В первый момент я подумала, что Чилли хватил удар. Он вдруг согнулся вдвое и издал какой-то странный утробный звук. Но вот он поднял голову. По его лицу было трудно сказать, то ли он смеется, то ли плачет, но, как бы то ни было, а слезы градом катились по его щекам.
– Что? Что случилось? – испуганно спросила я.
Он пробормотал себе под нос нечто нечленораздельное на испанском, потом энергично вытер кулаками потоки слез с лица.
– Все же это случилось! Ветер прибил тебя наконец ко мне. После стольких лет ожидания ты все же пришла ко мне, как мне о том и говорили.
– Что говорили? – слегка нахмурилась я.
– Что ты придешь сюда, а я отправлю тебя домой. Да, это правда! Ты, моя маленькая Хотчивитчи, родилась в пещере в Сакромонте, и я это знал. Я всегда это знал! – яростно повторил он. – Семь пещер Сакромонте… О, Сакромонте…

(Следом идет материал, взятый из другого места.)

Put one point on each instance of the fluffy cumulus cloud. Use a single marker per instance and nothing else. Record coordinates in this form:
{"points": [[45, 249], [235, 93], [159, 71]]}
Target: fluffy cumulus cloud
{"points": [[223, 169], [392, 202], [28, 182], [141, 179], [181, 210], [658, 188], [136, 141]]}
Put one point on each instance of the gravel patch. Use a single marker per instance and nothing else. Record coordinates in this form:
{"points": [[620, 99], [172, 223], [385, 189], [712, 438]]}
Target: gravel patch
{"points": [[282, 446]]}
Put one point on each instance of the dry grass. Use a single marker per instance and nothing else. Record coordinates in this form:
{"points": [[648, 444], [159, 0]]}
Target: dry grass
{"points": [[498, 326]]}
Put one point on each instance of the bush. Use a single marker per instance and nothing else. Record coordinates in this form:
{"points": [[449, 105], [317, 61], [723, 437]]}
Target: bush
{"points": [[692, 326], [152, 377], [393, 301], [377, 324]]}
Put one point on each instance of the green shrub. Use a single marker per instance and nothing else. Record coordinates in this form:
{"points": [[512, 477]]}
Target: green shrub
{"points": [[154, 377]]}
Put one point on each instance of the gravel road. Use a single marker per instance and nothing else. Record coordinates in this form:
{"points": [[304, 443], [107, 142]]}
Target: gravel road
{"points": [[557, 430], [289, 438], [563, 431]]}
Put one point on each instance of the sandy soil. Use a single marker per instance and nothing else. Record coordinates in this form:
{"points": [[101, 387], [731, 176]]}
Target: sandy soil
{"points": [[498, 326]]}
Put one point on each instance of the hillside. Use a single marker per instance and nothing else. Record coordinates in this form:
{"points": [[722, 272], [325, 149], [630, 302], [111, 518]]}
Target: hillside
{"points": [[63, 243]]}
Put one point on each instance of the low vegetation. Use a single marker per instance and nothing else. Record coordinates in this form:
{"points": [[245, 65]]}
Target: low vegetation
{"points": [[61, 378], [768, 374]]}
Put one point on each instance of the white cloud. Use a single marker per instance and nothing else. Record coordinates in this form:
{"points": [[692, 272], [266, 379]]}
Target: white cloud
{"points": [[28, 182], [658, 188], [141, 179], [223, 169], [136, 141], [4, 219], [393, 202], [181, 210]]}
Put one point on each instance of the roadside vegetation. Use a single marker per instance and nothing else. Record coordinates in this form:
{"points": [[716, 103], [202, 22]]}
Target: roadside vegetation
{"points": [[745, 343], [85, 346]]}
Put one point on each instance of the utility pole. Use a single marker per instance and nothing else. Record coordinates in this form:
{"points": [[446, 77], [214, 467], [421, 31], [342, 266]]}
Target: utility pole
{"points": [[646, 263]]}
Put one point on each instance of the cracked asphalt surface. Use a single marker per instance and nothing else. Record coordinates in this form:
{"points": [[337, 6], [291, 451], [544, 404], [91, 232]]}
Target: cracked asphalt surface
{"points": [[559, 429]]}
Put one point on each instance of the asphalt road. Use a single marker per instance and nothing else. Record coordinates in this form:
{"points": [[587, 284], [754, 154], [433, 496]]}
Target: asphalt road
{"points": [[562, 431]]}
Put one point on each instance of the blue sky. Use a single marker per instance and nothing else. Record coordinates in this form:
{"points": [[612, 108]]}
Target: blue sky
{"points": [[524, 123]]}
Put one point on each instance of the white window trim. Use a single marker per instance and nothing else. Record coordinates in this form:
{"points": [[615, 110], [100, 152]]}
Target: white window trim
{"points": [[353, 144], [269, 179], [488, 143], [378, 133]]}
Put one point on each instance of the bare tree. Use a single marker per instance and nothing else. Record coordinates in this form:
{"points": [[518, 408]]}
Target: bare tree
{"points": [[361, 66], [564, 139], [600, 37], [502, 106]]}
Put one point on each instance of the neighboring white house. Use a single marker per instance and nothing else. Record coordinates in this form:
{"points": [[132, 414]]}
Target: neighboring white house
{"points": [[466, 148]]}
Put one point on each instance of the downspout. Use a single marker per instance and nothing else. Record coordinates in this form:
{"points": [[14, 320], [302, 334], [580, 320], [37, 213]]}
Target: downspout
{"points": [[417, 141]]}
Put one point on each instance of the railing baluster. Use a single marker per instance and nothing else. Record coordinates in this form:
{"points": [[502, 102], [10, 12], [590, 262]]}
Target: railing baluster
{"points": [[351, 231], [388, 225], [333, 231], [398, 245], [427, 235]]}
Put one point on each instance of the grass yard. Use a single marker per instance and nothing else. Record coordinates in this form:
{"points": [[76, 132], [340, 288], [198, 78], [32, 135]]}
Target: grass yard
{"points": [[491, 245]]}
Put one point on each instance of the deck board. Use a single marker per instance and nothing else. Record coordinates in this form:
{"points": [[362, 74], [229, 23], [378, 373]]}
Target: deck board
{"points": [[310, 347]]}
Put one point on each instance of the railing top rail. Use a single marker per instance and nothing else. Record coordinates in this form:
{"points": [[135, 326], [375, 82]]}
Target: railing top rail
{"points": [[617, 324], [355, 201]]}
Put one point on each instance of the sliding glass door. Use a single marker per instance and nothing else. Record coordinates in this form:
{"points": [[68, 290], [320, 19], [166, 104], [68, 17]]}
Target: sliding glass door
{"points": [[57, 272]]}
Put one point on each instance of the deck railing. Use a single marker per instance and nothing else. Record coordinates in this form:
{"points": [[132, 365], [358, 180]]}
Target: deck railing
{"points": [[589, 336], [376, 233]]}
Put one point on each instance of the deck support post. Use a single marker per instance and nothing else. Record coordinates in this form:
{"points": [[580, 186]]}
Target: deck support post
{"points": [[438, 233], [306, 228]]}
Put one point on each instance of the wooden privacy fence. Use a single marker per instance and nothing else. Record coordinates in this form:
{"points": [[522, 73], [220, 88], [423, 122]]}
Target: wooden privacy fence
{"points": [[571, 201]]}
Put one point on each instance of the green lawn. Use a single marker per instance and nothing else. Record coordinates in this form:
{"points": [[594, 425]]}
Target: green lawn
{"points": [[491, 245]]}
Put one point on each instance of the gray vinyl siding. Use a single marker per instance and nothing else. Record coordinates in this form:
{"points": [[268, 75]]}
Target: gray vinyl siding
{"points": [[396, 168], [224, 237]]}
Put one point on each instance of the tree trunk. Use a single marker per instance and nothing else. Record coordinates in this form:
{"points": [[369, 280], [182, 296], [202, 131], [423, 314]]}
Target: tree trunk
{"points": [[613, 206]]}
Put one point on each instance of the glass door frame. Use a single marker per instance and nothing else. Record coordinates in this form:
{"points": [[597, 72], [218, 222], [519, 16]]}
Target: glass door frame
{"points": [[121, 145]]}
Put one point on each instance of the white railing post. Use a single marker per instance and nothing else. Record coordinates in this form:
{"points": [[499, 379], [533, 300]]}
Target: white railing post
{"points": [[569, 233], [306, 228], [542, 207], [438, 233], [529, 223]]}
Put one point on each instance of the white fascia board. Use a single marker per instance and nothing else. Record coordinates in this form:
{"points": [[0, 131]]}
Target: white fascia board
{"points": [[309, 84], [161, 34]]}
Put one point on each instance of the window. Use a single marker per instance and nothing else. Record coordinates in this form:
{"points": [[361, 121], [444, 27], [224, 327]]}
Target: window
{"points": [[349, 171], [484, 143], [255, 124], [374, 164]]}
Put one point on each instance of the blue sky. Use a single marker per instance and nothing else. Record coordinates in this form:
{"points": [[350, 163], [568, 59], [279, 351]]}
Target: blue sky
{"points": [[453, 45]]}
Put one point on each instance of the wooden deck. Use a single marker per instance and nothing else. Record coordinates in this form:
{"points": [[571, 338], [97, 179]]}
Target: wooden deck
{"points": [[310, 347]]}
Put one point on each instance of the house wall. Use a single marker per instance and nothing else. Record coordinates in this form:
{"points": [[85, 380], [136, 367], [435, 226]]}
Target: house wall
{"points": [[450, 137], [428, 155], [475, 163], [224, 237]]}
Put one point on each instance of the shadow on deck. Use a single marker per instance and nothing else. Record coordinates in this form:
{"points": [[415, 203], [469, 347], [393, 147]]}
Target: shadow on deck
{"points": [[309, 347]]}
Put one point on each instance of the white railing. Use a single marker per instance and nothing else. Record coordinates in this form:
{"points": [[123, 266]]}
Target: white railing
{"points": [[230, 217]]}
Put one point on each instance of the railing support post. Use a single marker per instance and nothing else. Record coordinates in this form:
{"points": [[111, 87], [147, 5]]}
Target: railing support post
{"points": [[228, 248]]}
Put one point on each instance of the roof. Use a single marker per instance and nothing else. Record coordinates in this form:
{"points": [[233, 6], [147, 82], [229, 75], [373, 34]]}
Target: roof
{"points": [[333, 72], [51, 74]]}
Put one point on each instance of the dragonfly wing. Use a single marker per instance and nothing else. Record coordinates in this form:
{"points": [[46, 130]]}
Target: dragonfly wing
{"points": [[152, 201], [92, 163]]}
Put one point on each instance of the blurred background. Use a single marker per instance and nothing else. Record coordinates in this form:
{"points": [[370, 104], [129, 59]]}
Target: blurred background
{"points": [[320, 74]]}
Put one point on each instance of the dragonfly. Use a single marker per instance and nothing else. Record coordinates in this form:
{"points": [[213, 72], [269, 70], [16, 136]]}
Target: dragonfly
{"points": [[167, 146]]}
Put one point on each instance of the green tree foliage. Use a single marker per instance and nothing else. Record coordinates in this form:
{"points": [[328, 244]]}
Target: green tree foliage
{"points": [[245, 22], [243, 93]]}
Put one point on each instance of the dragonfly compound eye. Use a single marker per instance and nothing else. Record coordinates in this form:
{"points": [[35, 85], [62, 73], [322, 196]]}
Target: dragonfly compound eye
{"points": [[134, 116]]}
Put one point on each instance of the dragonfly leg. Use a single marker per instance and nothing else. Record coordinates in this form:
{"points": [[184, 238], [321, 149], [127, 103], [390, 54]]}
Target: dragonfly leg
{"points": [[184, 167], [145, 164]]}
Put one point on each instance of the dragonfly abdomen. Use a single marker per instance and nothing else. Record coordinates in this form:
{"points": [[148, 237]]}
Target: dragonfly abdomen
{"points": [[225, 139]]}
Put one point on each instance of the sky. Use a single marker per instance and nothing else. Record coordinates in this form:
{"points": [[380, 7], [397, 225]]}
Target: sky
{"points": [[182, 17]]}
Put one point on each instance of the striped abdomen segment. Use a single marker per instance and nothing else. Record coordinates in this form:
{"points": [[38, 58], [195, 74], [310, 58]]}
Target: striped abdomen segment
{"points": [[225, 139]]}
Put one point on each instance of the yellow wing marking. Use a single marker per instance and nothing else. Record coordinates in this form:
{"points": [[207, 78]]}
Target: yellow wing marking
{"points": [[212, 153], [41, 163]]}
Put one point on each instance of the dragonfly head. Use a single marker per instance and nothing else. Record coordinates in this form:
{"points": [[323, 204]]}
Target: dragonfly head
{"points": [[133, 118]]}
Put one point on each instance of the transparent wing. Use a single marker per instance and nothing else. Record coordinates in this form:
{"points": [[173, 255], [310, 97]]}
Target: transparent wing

Он снова и снова повторял это слово, слегка раскачивая из стороны в сторону свое хлипкое тело и скрестив руки на груди. Странная дрожь пронзила меня, ибо я вдруг вспомнила то видение или сон, который пригрезился мне наяву: меня поднимают высоко вверх, к самой крыше пещеры…
– Это… твой дом, – прошептал Чилли едва слышно. – Зачем бояться? Родная кровь всегда узнает свою кровиночку. Вот и тебя послали ко мне, а я помогу тебе, Хотчивитчи. Обязательно помогу!
– Это место… Сакромонте… Что в нем такого особенного?
– Особенное в нем то, что это – наше место. Место, которое принадлежит нам. А еще вот из-за этого. – Он ткнул пальцем в свою железную кровать.
Я глянула на кровать, но ничего там такого не увидела. Разве что разноцветное вязаное одеяло.
– Вот, девочка моя. – Чилли перенаправил свой палец несколько в сторону, и я увидела, что он показывает на гитару, которая стояла прислоненной к стене. – Подай мне ее сюда, – приказал он. – Я покажу тебе кое-что.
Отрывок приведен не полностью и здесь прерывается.